The goal for organizations engaged in BPM is to take control of their myriad processes and constantly strive to optimize them to create a more efficient organization better capable of delivering its end products and/or services.
Thus, BPM is intended to support organizational leaders as they seek to achieve not just operational efficiencies, but as they work to realize their overarching goals for the organization as a whole.
BPM consists of multiple steps. Some BPM experts list five steps (designing, modeling, executing, monitoring, optimization), while other experts list six or more steps and/or use different names for these steps (i.e., analyze, model, implement, monitor, manage, automate).
Despite the variances in the number and names of the steps, the components of the BPM lifecycle generally include:
- Design the business process as it should ideally exist and analyze the process as it currently exists and what is needed to improve it;
- Model, or consider, how the business process operates in different scenarios;
- Implement, or execute, improvement solutions, including standardization and process automation;
- Monitor improvements; and
- Continue to optimize the business process.

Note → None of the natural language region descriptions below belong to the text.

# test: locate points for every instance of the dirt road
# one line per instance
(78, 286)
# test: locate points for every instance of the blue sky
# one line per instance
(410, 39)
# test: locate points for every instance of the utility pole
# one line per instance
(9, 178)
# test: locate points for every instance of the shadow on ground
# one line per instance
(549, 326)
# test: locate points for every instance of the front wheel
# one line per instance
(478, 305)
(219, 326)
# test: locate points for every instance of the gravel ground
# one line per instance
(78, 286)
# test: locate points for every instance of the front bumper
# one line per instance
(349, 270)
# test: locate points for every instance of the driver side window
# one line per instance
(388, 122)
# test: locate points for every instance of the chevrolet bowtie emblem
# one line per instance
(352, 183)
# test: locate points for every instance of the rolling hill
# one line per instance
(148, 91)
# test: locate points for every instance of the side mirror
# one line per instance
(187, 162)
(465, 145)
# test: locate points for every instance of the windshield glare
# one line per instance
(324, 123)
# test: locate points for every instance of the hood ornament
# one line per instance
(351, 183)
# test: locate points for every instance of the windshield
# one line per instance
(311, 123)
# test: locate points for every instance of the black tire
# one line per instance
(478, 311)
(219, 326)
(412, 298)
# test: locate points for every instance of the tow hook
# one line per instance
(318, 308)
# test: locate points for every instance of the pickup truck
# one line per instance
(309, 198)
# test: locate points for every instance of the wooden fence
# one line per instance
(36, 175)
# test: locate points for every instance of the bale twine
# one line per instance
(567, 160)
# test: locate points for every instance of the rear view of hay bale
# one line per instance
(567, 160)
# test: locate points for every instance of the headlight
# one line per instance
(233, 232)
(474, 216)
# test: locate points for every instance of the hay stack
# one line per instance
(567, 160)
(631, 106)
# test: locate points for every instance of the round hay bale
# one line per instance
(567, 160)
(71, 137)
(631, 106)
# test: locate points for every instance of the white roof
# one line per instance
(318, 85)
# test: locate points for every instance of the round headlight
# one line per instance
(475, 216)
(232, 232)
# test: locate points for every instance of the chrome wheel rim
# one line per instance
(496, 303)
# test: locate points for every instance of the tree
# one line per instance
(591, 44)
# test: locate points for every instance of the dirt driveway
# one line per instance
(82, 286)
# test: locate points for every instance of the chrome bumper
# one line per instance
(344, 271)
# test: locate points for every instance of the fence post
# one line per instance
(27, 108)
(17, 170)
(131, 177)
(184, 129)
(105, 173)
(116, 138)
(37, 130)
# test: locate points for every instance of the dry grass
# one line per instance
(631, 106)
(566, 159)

Why business process management is important
BPM allows organizational leaders to understand the various processes that happen within their organizations, analyze them from end to end and improve them on an ongoing basis. This activity allows organizational leaders to optimize end-to-end business processes and not simply improve individual tasks, thereby, giving organizational leaders the ability to have a greater impact on outcomes.
Learn how to avoid common BPM problems.
Well-executed BPM can reduce waste, cut down on errors, save time and generate better services and products.
Moreover, well-executed BPM continually delivers improvements.
Because BPM is not a one-time task, organizational leaders are managing the end-to-end business processes on a continuing basis and are, thus, focused on finding new ways to optimize end-to-end business processes as industry and market trends introduce new pressures and new opportunities, and as emerging technologies better support or automate tasks within the overall process.
BPM tools and vendors
A BPM suite (BPMS) helps organizations in their BPM activities by offering a suite of tools and functions for mapping, modelling, automating, managing and optimizing.
BPMS generally supports activities ranging from business rule management to user communication to analytics. Intelligent BPMS, or iBPMS, offers next-generation capabilities such as adaptive analytics and advanced collaboration tools.
There are dozens of BPM software options on the market. Vendors include Appian, BP Logix, IBM, Kofax, Oracle, Pegasystems, Red Hat and Tibco Software.